People have focused the energy of untold generations and large amounts of our own lives in the pursuit of personal and corporate strength and in seeking after an ability to move relentlessly toward our goals. When this effort results in sacrificing the hearts and the souls of people who get in our way, we have often lost sight of God’s true intent and desire for our lives. The Lord does not call us to be strong in the sense that a well built wall is imposing; rather, He calls us to be strong in our willingness and ability to yield to His greater purposes and to take His love to anyone that we encounter who is in need of it. In God’s view of this world and of our lives in it, His Spirit is our strength. Therefore, we can be open, compassionate, and available to bring Christ’s healing to the hurting souls in our day.

 

Christ has come into my life. His Spirit is that new one that was promised by God.
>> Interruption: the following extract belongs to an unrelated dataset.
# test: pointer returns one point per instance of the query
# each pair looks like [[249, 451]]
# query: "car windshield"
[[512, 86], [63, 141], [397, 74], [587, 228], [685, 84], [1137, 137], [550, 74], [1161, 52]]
He calls to me to respond to the transformative work of Christ’s Spirit. So, my prayer for today is that I would be less strong, more open, and that my own concept of what it means to serve God will become yielded to and changed by His true and accurate image of what that means. May the Spirit of Christ be my strength and His love be my calling card so that others will be drawn toward the God who restores the hearts of people.

 

The spirit of the Lord is upon me, because He has anointed me to proclaim good news to the poor.

He has sent me to proclaim liberty to the captives and recovering of sight to the blind,

to set at liberty those who are oppressed, to proclaim the year of the Lord’s favor.

Luke 4: 18, 19

 

Ancient words from God that were delivered by the prophet Isaiah to ears that refused to truly hear; then, lifted from the shelf, unrolled and spoken by the only person who not only understood them in their totality but who was, indeed, their original author. Jesus spoke to audiences in His homeland that were stunned by the living truth of ideas and thoughts that had seemed to be more distant hope than present reality.

 

Jesus comes to our world and brings the same refreshing perspective to these texts that God spoke through people who are long dead. Christ now brings their truth to us in our present reality. Just as there were multitudes of poor, needy, and desperate people in the times of Isaiah and those of Jesus, our modern and progressive world has gained nothing in its riches and empowerment of the individual. Regardless of where, how or to whom we are born, we all come into this life with nothing. We are all enslaved and blinded. Everyone exists under the oppressive authority of evil that leads to nothing other than death.

 

God intended for everyone to live, to see, and to have absolute freedom. He mourns for what has become of the beautiful children that He created, and He was determined from the very start of it all to do something about the pervasive sadness of sin that holds people in bondage. Jesus, the Christ, the Messiah, our Savior brings to vitality the truth of God’s desires for each of us He provides the answer to all that is broken and diseased in our lives. For in and through Christ we are set free, given the ability to see the deep truths of God, and we are healed from the debilitating ravages of sin that hold us down and defeat our hearts.